Kristan Wymond, Boise


The city of Boise wants to spend hundreds of thousands of taxpayer dollars to keep the homeless off the streets by going to the U.S. Supreme Court. When I first came to Idaho in 1971, I lived in my 1951 International school bus next to my cabinet shop for two years. Old school buses can be bought cheap or donated for a tax write-off and can be retrofitted into the same mass sleeping arrangements as shelters (but with bunk beds) so all that is needed is a lot to put them on and porta-potties. Eventually a metal building can enclose them while spray-on insulation can keep them cool or warm. Money spent on lawyers goes to lawyers and not a practical solution. Sure, this may bring up problems, but problem-solving is what we humans do, and all Boise will get from the Supremes is “Nope, the streets belong to the people,” or “OK, they can’t sleep on the streets, but now what are you going to do with them?” Meanwhile, the lawyers are eating lobster and drinking champagne. Brilliant.

Lee J. Halper, Hagerman


A presidential field poll might determine which way the country is headed, and so far in the two-and-a-half years of Donald Trump's presidency, things are not going in the right direction. On Trump's poll numbers, it has seemed as if we are not used to this, especially on the issue of guns and his rhetoric against Hispanics, women and blacks.

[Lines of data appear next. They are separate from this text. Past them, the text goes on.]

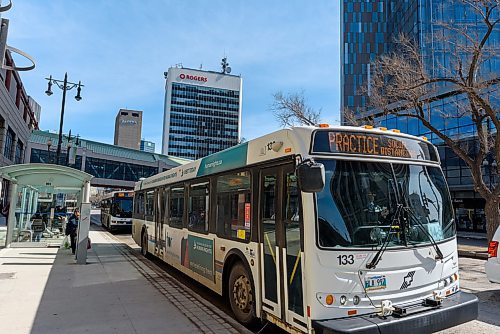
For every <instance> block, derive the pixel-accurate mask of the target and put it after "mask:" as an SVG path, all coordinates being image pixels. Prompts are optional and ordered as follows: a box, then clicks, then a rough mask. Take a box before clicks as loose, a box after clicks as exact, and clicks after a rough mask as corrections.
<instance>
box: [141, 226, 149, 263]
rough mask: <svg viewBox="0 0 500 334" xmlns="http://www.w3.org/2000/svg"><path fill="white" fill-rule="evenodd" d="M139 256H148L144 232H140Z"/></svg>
mask: <svg viewBox="0 0 500 334" xmlns="http://www.w3.org/2000/svg"><path fill="white" fill-rule="evenodd" d="M141 254H142V255H144V256H145V257H147V256H148V232H147V231H146V230H144V232H142V242H141Z"/></svg>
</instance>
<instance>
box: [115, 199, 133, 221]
mask: <svg viewBox="0 0 500 334" xmlns="http://www.w3.org/2000/svg"><path fill="white" fill-rule="evenodd" d="M132 207H133V202H132V197H125V198H115V199H113V204H112V206H111V212H110V213H111V215H113V216H116V217H121V218H132Z"/></svg>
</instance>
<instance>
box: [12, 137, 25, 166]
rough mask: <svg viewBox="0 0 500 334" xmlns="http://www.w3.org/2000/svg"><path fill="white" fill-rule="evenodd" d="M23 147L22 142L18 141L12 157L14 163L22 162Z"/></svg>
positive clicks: (20, 163) (22, 154)
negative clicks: (13, 153)
mask: <svg viewBox="0 0 500 334" xmlns="http://www.w3.org/2000/svg"><path fill="white" fill-rule="evenodd" d="M23 148H24V145H23V143H22V142H20V141H18V142H17V145H16V155H15V157H14V163H16V164H22V163H23V153H24V151H23Z"/></svg>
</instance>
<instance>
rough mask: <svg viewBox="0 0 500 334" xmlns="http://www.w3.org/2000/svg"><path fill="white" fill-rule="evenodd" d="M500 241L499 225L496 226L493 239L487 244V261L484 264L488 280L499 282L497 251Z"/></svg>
mask: <svg viewBox="0 0 500 334" xmlns="http://www.w3.org/2000/svg"><path fill="white" fill-rule="evenodd" d="M499 243H500V227H498V228H497V231H496V232H495V235H494V236H493V240H491V241H490V245H489V246H488V261H487V262H486V264H485V267H486V268H485V269H486V276H488V279H489V280H490V282H493V283H500V252H499V251H498V248H499Z"/></svg>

But Donald Trump is not the only president who has had low poll numbers at this point. Harry Truman had low poll numbers in the middle of 1947; Jimmy carter had low poll numbers at mid-point in 1979; George Bush hit a low point in 1991 after Operation Deseret Storm, and his son George Walker Bush also hit a low point in 2003 in the two-and-a-half-year point of his presidency with the help of an unpopular war in Iraq.

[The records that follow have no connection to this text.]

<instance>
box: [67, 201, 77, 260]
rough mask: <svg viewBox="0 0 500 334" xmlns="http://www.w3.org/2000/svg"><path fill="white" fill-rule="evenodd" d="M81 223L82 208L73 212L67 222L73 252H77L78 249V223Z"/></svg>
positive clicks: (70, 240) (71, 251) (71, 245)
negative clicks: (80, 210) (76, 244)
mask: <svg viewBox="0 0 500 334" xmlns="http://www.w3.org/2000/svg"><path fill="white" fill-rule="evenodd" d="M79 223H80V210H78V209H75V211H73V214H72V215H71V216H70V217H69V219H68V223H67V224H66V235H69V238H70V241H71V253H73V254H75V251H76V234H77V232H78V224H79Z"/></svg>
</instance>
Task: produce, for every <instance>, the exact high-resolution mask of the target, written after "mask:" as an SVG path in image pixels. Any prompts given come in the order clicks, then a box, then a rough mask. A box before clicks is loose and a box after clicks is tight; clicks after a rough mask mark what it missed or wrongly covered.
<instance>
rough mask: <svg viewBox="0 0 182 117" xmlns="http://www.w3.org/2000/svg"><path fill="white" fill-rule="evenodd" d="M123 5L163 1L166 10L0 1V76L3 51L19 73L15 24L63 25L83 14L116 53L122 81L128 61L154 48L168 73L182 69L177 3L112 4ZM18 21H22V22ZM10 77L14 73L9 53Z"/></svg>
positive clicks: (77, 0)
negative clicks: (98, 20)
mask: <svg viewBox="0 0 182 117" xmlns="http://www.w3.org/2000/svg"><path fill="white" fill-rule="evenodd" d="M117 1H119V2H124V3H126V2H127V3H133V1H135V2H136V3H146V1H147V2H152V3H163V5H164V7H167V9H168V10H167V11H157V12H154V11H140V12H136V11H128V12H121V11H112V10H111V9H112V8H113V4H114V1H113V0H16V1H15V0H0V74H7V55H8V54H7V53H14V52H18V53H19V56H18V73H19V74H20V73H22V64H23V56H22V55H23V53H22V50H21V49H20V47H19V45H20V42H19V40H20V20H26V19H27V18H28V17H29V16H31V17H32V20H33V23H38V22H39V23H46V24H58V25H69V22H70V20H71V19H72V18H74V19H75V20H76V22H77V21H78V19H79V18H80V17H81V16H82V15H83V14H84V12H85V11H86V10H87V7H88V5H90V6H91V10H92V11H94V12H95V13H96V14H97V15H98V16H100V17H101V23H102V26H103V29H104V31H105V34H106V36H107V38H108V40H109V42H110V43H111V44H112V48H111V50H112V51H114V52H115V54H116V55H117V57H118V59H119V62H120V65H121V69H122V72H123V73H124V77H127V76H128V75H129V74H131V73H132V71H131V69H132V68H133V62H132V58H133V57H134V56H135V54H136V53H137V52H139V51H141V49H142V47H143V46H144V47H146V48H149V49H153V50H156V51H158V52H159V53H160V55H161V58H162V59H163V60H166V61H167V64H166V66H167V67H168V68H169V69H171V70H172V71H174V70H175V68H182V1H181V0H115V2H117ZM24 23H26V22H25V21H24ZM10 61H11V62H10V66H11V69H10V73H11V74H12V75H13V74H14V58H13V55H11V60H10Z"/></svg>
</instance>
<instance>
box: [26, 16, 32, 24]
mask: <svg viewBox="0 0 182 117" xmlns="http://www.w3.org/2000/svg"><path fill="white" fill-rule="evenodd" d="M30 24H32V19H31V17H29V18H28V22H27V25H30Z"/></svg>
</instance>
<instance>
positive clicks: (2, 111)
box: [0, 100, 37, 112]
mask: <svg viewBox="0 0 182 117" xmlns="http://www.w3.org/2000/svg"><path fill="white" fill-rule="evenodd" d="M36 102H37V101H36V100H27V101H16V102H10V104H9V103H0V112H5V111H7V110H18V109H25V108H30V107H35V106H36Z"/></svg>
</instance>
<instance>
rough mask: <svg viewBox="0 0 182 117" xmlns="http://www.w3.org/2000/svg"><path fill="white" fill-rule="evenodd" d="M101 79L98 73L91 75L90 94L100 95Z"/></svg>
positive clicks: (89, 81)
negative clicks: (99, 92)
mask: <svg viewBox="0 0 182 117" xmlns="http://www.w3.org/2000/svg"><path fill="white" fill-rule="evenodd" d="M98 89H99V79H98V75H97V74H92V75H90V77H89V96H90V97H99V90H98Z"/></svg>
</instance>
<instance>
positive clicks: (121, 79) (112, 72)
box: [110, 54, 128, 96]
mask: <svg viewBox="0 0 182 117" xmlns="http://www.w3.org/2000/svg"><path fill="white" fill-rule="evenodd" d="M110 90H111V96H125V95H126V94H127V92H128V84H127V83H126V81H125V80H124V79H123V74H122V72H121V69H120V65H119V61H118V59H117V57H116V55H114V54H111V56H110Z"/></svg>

For Mr. Trump, what happened in both El Paso and Dayton should not be erased by the Republicans’ refusal to debate the issues of gun control. Even for them, the job approval numbers are major reflection against the presidency of Mr. Donald Trump.

John Huerta, Warren


We have no president. Our country is now run by a dictator. He takes money for a party that he wants his friends in North Korea to see. That money could have helped our country. Now he is going to stop food stamps and put the death penalty back in prisons. He constantly lies. Pushes so hard on lying to set it into your brain so you will believe it. He is so full of hate for anyone that doesn’t agree with him. The news media is fake news. The news is based on what they show us with him talking or doing something. That’s not fake.

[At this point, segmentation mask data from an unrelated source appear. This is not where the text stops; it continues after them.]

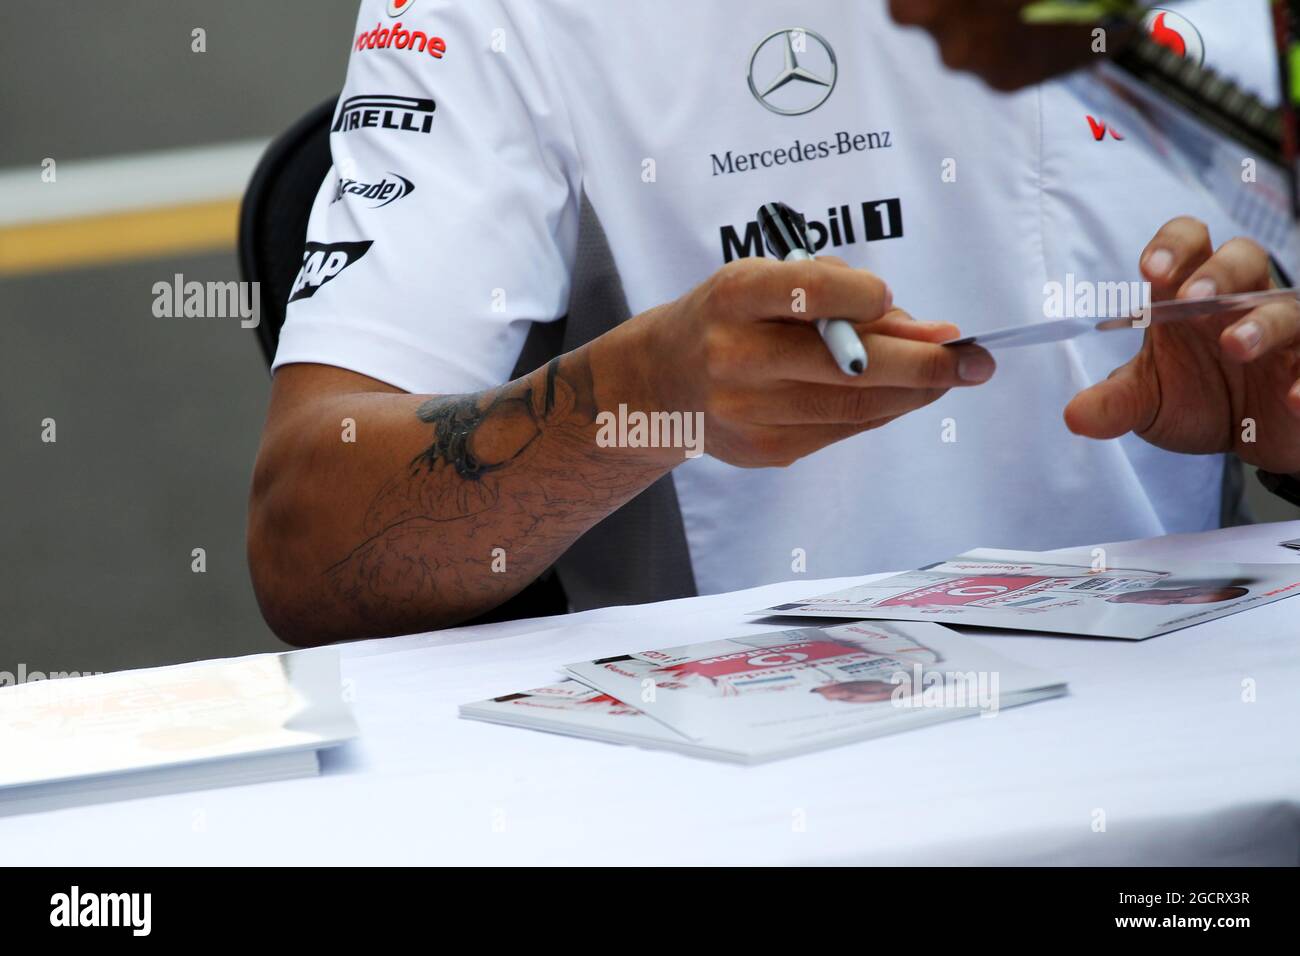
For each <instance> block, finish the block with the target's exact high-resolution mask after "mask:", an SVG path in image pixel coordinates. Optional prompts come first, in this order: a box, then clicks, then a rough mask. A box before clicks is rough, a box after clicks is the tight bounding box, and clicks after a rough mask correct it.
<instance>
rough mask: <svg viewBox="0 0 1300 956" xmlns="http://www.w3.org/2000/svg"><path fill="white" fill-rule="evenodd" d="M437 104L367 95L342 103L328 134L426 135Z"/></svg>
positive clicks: (421, 101) (374, 95)
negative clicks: (356, 132) (403, 133)
mask: <svg viewBox="0 0 1300 956" xmlns="http://www.w3.org/2000/svg"><path fill="white" fill-rule="evenodd" d="M437 108H438V107H437V104H435V103H434V101H433V100H430V99H420V98H416V96H393V95H390V94H368V95H364V96H348V98H347V99H346V100H343V103H342V105H341V107H339V111H338V117H337V118H335V120H334V126H333V127H331V129H330V133H351V131H352V130H363V129H378V130H400V131H403V133H429V131H430V130H432V129H433V111H434V109H437Z"/></svg>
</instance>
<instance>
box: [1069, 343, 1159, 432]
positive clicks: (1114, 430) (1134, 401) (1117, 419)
mask: <svg viewBox="0 0 1300 956" xmlns="http://www.w3.org/2000/svg"><path fill="white" fill-rule="evenodd" d="M1140 358H1141V356H1140V355H1139V356H1138V358H1135V359H1134V360H1132V362H1130V363H1128V364H1126V365H1121V367H1119V368H1117V369H1115V371H1114V372H1112V373H1110V377H1109V378H1106V380H1105V381H1102V382H1097V384H1096V385H1093V386H1092V388H1088V389H1084V390H1083V392H1080V393H1079V394H1078V395H1075V397H1074V399H1071V402H1070V405H1067V406H1066V407H1065V424H1066V428H1069V429H1070V431H1071V432H1074V433H1075V434H1082V436H1084V437H1086V438H1118V437H1119V436H1122V434H1128V432H1139V433H1141V432H1145V431H1147V429H1148V428H1151V425H1152V423H1153V421H1154V419H1156V411H1157V410H1158V407H1160V395H1158V393H1157V392H1156V389H1153V388H1151V386H1149V385H1148V384H1147V378H1144V376H1143V375H1141V373H1140V369H1139V364H1138V363H1139V359H1140Z"/></svg>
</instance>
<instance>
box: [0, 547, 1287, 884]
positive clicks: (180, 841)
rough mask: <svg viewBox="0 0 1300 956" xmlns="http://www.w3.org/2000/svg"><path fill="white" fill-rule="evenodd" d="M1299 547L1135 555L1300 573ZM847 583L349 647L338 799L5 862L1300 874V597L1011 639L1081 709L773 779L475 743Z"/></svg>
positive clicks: (939, 740)
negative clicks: (987, 868) (500, 698)
mask: <svg viewBox="0 0 1300 956" xmlns="http://www.w3.org/2000/svg"><path fill="white" fill-rule="evenodd" d="M1294 537H1300V522H1291V523H1284V524H1273V525H1255V527H1249V528H1238V529H1231V531H1222V532H1213V533H1209V535H1197V536H1175V537H1167V538H1157V540H1153V541H1145V542H1139V544H1135V545H1126V546H1125V550H1126V553H1131V554H1134V553H1135V554H1143V555H1151V557H1157V555H1158V557H1162V558H1174V557H1178V558H1184V559H1197V558H1199V559H1206V561H1209V559H1221V561H1244V562H1251V561H1258V562H1292V561H1294V562H1300V554H1296V553H1294V551H1288V550H1286V549H1282V548H1278V546H1277V542H1278V541H1281V540H1283V538H1294ZM848 583H849V581H848V579H842V580H832V581H806V580H802V581H792V583H785V584H779V585H771V587H766V588H757V589H754V591H749V592H741V593H737V594H719V596H714V597H703V598H693V600H684V601H671V602H664V604H659V605H647V606H640V607H614V609H604V610H599V611H589V613H585V614H576V615H571V617H568V618H563V619H555V618H551V619H542V620H530V622H511V623H506V624H494V626H486V627H477V628H461V630H456V631H445V632H441V633H434V635H421V636H415V637H402V639H395V640H387V641H368V643H361V644H354V645H348V646H344V648H343V650H342V654H343V672H344V679H346V680H348V682H351V684H350V685H351V688H352V691H354V692H355V696H356V704H355V706H356V713H357V719H359V723H360V726H361V735H363V736H361V739H360V740H359V741H357V743H355V744H352V745H348V747H347V748H344V749H343V750H339V752H335V753H334V754H331V756H329V757H326V766H325V773H324V775H322V777H321V778H316V779H304V780H291V782H286V783H276V784H260V786H247V787H235V788H227V790H218V791H207V792H200V793H183V795H175V796H165V797H152V799H147V800H135V801H127V803H118V804H105V805H99V806H88V808H79V809H70V810H57V812H52V813H44V814H35V816H26V817H10V818H5V819H0V862H5V864H51V865H127V864H142V865H143V864H162V865H165V864H599V865H607V864H628V865H646V864H780V862H789V864H796V862H798V864H805V862H806V864H850V862H852V864H983V862H987V864H1097V865H1104V864H1162V865H1208V864H1274V865H1295V864H1297V862H1300V598H1294V600H1287V601H1281V602H1278V604H1274V605H1270V606H1268V607H1261V609H1258V610H1255V611H1251V613H1248V614H1244V615H1238V617H1232V618H1227V619H1225V620H1221V622H1212V623H1208V624H1201V626H1199V627H1195V628H1188V630H1184V631H1180V632H1175V633H1171V635H1166V636H1162V637H1154V639H1152V640H1148V641H1144V643H1127V641H1105V640H1086V639H1067V637H1036V636H1024V635H1010V633H1005V635H1004V633H995V632H988V636H982V640H985V641H987V643H988V644H989V645H991V646H995V648H996V649H997V650H1000V652H1002V653H1006V654H1009V656H1013V657H1015V658H1019V659H1022V661H1024V662H1026V663H1031V665H1036V666H1039V667H1043V669H1045V670H1049V671H1054V672H1058V674H1062V675H1063V676H1065V678H1066V679H1067V680H1069V682H1070V695H1069V696H1067V697H1065V698H1060V700H1052V701H1045V702H1040V704H1032V705H1028V706H1022V708H1013V709H1009V710H1005V711H1002V713H1001V714H1000V715H998V717H996V718H993V719H979V718H971V719H963V721H953V722H949V723H945V724H940V726H935V727H928V728H924V730H918V731H914V732H910V734H902V735H898V736H893V737H885V739H880V740H874V741H866V743H861V744H855V745H852V747H844V748H840V749H835V750H828V752H823V753H815V754H809V756H805V757H797V758H793V760H787V761H780V762H776V763H770V765H764V766H759V767H737V766H729V765H722V763H712V762H706V761H702V760H694V758H690V757H682V756H677V754H669V753H655V752H647V750H640V749H636V748H630V747H614V745H608V744H599V743H593V741H585V740H576V739H568V737H562V736H552V735H549V734H541V732H536V731H528V730H519V728H510V727H499V726H491V724H485V723H477V722H472V721H461V719H458V717H456V706H458V705H459V704H461V702H464V701H469V700H478V698H482V697H487V696H494V695H499V693H504V692H511V691H519V689H525V688H530V687H534V685H538V684H541V683H545V682H547V680H549V679H551V678H552V676H554V674H555V667H556V666H558V665H560V663H564V662H571V661H577V659H582V658H591V657H599V656H610V654H616V653H624V652H628V650H636V649H643V648H649V646H658V645H663V644H680V643H684V641H688V640H698V639H706V637H719V636H731V635H738V633H745V632H758V631H763V630H771V624H766V626H763V624H750V623H748V622H746V618H744V617H742V611H746V610H753V609H754V607H762V606H767V605H771V604H775V602H779V601H789V600H794V598H800V597H806V596H809V594H815V593H819V592H823V591H827V589H831V588H835V587H842V585H845V584H848ZM1244 679H1251V680H1253V682H1255V688H1256V696H1257V698H1256V701H1255V702H1244V701H1243V680H1244ZM1099 812H1101V813H1104V814H1105V830H1104V831H1097V830H1096V829H1095V827H1096V821H1097V819H1099V816H1097V813H1099Z"/></svg>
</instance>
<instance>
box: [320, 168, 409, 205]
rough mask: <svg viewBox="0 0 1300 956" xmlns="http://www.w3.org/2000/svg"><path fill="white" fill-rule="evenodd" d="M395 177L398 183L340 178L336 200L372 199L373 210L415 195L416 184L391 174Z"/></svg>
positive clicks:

They now say all 50 states were compromised during his election. Why would we have to even go through impeachment? They are saying there is proof that our next vote will be compromised, too. I would be proud if our congressmen would stand up, show our strength and our pride and get him the heck out of there. Please remember, we are all God’s children. We shouldn’t be divided by race, party or religion. We need to stand together to work for what is best for all of us.

Judy Knight, Boise


I’m writing in response to Rosemary Smith’s letter on Aug. 22. What changed? Do you read the paper? Watch the news on TV? You haven’t noticed that our president isn’t very honest. You haven’t noticed that our president talks about people in a demeaning way. I could go on and on. I’m so tired of people thinking it’s all right to put others down. That hate is OK. Our leader is leading this nation in the wrong direction. If his goal is to divide this country, he’s doing a good job. It’s too bad that people think it’s all right to disrespect other people if they don’t think like you or look like you. I think it might be wise to put our energy into thinking more positive and acting more like a caring society. Unless your family tree shows you’re a Native American, you are descended from immigrants. Where would you be living now if your family had been refused entry into America.